When is it okay to judge another woman’s body?

Maybe you’ve already seen this, but with all the travelling i’ve been doing and limited access to the internet, i’m a bit behind in the times. (and on that note: how did we ever survive without Google?? seriously, were we neanderthals??)

Dance reviewer for the New York Times, Alastair Macaulay, gave his input on the New York City Ballet’s, The Nutcracker. part of his review stated, “Jenifer Ringer, as the Sugar Plum Fairy, looked as if she’d eaten one sugar plum too many; and Jared Angle, as the Cavalier, seems to have been sampling half the Sweet realm.”

The jab has sparked quite the controversy, especially since Ringer once left the ballet due to her struggles with anorexia.

Macaulay responded to his critics by saying, “Ms. Ringer has spoken in the past about coping with eating disorders. some of my correspondents feel I should know this history of hers, just as others have on occasion written to explain which ballerinas have histories of scoliosis. i think otherwise. dancers do not ask to be considered victims. when i’ve praised Ms. Ringer, i’ve applied the standards i’ve applied to Suzanne Farrell, Natalia Makarova and Kyra Nichols.”

“Some correspondents have argued that the body in ballet is “irrelevant.” sorry, but the opposite is true. if you want to make your appearance irrelevant to criticism, do not choose ballet as a career. the body in ballet becomes a subject of the keenest observation and the most intense discussion.
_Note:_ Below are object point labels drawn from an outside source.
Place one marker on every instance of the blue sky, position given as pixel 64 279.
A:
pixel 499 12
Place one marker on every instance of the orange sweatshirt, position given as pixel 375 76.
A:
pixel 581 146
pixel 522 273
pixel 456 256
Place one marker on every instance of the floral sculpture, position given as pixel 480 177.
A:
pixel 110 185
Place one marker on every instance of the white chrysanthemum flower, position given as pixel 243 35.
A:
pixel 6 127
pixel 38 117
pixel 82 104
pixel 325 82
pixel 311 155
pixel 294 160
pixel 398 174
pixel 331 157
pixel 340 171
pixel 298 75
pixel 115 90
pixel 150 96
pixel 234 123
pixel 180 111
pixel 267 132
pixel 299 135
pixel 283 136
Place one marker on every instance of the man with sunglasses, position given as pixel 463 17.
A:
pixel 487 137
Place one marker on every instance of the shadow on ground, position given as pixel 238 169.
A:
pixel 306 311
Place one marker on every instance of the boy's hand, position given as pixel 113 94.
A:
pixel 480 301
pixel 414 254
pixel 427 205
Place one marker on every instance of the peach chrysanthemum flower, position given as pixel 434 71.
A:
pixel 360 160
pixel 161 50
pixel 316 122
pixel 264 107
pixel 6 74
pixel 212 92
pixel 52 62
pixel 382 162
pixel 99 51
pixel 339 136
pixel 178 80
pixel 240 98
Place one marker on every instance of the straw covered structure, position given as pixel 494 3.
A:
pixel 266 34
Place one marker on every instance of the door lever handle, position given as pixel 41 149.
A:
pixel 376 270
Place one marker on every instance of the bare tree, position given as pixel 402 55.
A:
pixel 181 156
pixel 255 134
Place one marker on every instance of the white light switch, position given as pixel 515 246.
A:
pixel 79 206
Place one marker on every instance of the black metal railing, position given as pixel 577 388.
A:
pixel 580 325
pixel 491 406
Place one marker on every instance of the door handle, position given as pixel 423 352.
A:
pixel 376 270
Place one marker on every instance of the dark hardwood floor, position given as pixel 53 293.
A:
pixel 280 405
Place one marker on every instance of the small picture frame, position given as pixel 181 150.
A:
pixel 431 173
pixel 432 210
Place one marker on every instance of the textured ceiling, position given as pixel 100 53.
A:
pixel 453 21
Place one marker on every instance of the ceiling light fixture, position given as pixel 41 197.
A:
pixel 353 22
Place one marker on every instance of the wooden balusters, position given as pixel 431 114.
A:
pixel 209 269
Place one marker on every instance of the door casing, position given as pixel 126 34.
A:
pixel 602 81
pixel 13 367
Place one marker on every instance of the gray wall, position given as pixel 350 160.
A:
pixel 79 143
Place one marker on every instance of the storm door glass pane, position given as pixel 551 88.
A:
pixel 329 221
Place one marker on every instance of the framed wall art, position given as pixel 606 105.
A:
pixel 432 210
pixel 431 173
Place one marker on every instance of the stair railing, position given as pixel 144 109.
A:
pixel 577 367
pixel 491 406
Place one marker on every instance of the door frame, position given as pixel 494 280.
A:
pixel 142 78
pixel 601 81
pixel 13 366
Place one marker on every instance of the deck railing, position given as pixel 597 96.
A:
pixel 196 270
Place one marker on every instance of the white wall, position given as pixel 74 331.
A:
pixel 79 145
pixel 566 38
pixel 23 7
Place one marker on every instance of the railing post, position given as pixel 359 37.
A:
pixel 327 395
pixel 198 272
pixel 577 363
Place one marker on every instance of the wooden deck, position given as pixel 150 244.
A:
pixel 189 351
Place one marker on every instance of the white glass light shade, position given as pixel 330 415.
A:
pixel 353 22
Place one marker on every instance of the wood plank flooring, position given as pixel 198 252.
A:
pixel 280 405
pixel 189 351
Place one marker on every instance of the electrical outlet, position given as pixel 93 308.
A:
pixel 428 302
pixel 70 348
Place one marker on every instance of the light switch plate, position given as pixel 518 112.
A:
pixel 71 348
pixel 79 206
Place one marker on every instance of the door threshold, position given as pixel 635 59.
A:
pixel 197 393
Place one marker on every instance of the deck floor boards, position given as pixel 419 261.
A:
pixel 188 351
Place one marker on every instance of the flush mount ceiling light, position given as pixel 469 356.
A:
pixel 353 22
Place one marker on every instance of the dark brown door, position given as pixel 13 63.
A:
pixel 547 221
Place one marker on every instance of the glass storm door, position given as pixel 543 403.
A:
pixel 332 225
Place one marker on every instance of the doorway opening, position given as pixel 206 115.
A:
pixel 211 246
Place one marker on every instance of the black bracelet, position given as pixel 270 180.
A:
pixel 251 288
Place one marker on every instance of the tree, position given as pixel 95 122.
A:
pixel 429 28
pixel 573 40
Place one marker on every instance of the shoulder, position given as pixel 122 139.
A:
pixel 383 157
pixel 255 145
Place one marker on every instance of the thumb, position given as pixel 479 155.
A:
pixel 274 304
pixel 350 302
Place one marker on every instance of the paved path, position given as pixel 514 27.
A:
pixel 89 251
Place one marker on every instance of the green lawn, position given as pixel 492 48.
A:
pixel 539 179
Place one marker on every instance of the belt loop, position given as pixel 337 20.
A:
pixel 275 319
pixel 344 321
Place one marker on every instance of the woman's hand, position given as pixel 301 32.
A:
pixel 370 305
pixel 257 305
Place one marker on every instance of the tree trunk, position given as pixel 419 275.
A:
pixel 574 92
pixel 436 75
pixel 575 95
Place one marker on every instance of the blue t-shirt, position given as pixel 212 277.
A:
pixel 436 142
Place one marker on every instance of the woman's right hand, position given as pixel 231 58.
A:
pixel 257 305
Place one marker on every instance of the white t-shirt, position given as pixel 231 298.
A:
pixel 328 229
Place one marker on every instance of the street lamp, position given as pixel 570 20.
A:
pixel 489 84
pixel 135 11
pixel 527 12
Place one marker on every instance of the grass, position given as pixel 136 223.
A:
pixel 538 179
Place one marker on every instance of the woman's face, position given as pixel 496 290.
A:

I am severe — but ballet, as dancers know, is more so.”

And so i ask: if a person’s body is part of their job requirement, (dancers, athletes, models, actresses) does that give the public the right to assess and comment on them? 

I’m not going to lie: i feel a bit torn on the subject. if the art, or skill level, depends on a person’s physicality, i don’t see how it can not be part of the assessment.

That said, most of us would agree we are WAY too harsh of critics when it comes to celebrities. an actress can’t even gain a few pounds without the rumor mill saying she’s pregnant. i just saw Kim Kardashian mention her experience with this on The Early Show, and the same thing happened to Eva Longoria a while back, to which she told US Weekly, “i’m not pregnant, i’m just fat. i gained 5lbs over the summer, so instead of being a size zero, i’m a size one.”

Ridiculous.

Thoughts?

What about personal trainers, dietitians, or nutritionists? is it ‘okay’ to hold them to a certain level of physical fitness/health?

Is it more/less ‘okay’ to judge a male’s physicality vs. a woman’s?